Once more he was wondering if it were not his duty to horsewhip Chalender or to kill him. The horror of involving his wife in scandal restrained him before; now his daughter was concerned.

He pleaded with Immy, wasted commands upon her, and was frozen by her cynical smile. She laughed most at his solemnest moods just as her mother had done. She would mock him, hug and kiss him, and make him hold her cloak for her glistening bare shoulders, then skip downstairs to take Harry Chalender’s arm and go with him in his carriage to wherever he cared to go. One night it was to see the new play Uncle Tom’s Cabin, based on a novel written by a clergyman’s wife, with pirated editions selling about the world by the hundred thousand—six different theatres were playing the play at the same time in London. Another night Chalender set Immy forth in a box at the Castle Garden where Mario and Grisi were singing against the gossip of the whisperers and starers at Chalender’s new beauty. On other nights Chalender danced with Immy at fashionable homes where she could not have gone without him. On other nights they did not explain where they went, and RoBards was held at bay by Immy’s derisive, “Don’t you wish you knew?” or worse yet her riant insolence, “You’re too young to know.”
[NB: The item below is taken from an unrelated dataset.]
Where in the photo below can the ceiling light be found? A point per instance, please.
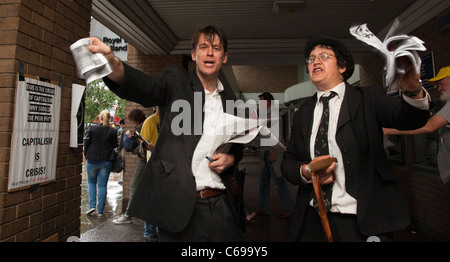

Patty was frantic with defeat. She and Immy wrangled more like sisters or uncongenial neighbors than like mother and daughter. RoBards was constantly forced to intervene to keep the peace. By paternal instinct he defended Immy against her mother and expressed amazement at Patty’s suspicions, though they were swarming in his own heart. He tried to win Immy by his own trust in her:

“My darling,” he said once, “you are too young to realize how it looks to go about with a man of an earlier generation. Chalender is old enough to be your father. And think of his past!”

“Think of mine!” she said with a tone less of bravado than of abjection.

This stabbed RoBards deep. But he went on as if to a stubborn jury:

“If Chalender were honest, he would want to marry you.”

“He does!”

“Oh, God help us all!” Patty whispered with a look as if ashes had been flung into her face and as if she tasted them.